Michelle Malkin in Real Clear Politics observed the President’s bias and intent to limit a person’s lawfully earned wage, and his weak recognition of what made America the economic powerhouse.  Malkin quoted the President: “I think at some point you have made enough money.”  Peddling financial regulatory reform at a rally in Quincy, Ill., Obama then ad-libbed peculiar definitions of what he called the “American way” and the profit motive: “(Y)ou can just keep on making it if you’re providing a good product or providing good service. We don’t want people to stop, ah, fulfilling the core responsibilities of the financial system to help grow our economy.”

Next Malkin, citing her Fundamental lesson of Capitalism 101, states why America is exceptional:

Governments and bureaucrats don’t make what people want and need. They only get in the way. It is individuals, cooperating peacefully and voluntarily, working together without mandate or central design, who produce the world’s goods and services. They make what people desire and demand for themselves, not what Obama and his imperial overlords ordain that the masses should have.

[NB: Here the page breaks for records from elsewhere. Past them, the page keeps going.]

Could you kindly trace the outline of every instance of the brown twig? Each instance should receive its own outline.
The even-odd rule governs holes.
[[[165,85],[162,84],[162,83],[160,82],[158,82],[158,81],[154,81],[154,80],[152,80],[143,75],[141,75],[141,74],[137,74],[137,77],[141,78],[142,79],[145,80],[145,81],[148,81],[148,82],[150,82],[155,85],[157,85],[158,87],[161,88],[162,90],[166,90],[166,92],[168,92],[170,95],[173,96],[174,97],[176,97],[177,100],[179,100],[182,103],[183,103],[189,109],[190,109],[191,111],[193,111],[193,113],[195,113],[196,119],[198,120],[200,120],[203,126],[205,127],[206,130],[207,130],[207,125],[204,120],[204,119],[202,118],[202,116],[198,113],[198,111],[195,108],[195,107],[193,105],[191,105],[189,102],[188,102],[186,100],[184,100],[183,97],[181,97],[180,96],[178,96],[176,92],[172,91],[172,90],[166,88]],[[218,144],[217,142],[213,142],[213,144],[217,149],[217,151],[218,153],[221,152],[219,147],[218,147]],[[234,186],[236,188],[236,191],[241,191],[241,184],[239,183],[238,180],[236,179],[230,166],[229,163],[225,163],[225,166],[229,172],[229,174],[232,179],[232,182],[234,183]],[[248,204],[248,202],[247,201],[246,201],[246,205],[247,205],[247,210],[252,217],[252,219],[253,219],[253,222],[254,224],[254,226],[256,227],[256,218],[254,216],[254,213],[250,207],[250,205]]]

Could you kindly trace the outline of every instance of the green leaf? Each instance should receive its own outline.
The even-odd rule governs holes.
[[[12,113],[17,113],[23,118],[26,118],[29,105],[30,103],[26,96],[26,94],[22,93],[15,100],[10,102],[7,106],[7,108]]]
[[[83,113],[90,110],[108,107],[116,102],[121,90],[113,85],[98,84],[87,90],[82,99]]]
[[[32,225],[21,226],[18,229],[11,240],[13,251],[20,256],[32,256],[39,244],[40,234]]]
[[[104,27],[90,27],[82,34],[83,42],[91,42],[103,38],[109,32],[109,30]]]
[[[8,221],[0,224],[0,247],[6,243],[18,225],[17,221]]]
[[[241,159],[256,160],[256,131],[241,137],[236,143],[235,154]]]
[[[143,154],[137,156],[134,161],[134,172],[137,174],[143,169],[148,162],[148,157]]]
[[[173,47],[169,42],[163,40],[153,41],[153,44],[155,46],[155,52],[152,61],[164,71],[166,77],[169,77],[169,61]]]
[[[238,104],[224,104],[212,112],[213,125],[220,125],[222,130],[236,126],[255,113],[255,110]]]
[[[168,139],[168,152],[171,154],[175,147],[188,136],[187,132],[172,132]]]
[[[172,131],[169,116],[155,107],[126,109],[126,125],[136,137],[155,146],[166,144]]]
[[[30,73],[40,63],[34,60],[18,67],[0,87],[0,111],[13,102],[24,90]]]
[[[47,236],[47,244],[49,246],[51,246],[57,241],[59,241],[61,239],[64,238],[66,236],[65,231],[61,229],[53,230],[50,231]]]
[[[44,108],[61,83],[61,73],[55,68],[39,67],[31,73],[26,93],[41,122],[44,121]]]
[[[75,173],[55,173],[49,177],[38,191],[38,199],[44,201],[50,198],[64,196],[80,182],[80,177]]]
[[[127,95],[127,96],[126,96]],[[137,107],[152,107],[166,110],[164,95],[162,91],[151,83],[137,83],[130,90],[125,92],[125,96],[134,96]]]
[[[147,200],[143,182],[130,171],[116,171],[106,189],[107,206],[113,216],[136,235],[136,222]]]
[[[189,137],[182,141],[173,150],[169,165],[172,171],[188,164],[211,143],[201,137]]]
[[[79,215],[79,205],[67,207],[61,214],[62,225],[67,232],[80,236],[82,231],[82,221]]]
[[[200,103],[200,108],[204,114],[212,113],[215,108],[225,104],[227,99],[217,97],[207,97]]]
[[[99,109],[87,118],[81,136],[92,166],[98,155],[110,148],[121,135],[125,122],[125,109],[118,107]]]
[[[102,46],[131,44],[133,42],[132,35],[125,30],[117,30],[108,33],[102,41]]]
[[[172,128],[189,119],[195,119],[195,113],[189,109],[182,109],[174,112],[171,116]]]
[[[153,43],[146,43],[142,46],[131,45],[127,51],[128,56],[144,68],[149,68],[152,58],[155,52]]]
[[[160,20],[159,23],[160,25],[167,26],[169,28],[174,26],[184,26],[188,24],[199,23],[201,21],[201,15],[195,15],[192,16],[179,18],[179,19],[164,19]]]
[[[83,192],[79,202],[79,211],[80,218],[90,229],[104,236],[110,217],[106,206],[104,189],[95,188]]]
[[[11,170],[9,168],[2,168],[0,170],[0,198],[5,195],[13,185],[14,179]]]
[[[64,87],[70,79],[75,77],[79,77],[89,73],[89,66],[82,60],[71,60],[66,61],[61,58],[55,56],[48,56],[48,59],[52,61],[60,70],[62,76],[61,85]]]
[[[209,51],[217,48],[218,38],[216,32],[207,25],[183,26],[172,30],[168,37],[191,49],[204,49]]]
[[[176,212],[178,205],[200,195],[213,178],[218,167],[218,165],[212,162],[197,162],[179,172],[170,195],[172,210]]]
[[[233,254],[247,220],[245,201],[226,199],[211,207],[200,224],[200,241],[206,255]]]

Malkin correctly observes the benefits of people freely exchanging ideas, goods and services.  What does this have to do with restricting the amount of money a person makes?  A core element of freedom is liberty to labor as a person chooses, reaping the fruits of their labor (money), and directing how their money is used.  Utilizing their money greatly increases their opportunity to invest their time, intellect and labor. This fosters inspiration and resourcefulness and propels commerce, science and art.  Personal freedom best advances civilization.
America is exceptional because of the philosophy of freedom acknowledged in our founding documents.  Indispensable for personal freedom is the liberty to contemplate, reason, communicate, exchange and work and to possess the gains made by these endeavors.  

George Mason codified the elements of freedom in the Virginia Declaration of Rights when he stated, “certain inherent rights, namely, the enjoyment of life and liberty, with the means of acquiring and possessing property, and pursuing and obtaining happiness and safety.”  

Tragically, few of our governing imperial overlords, Republicans and Democrats, appreciate and practice the philosophy of freedom.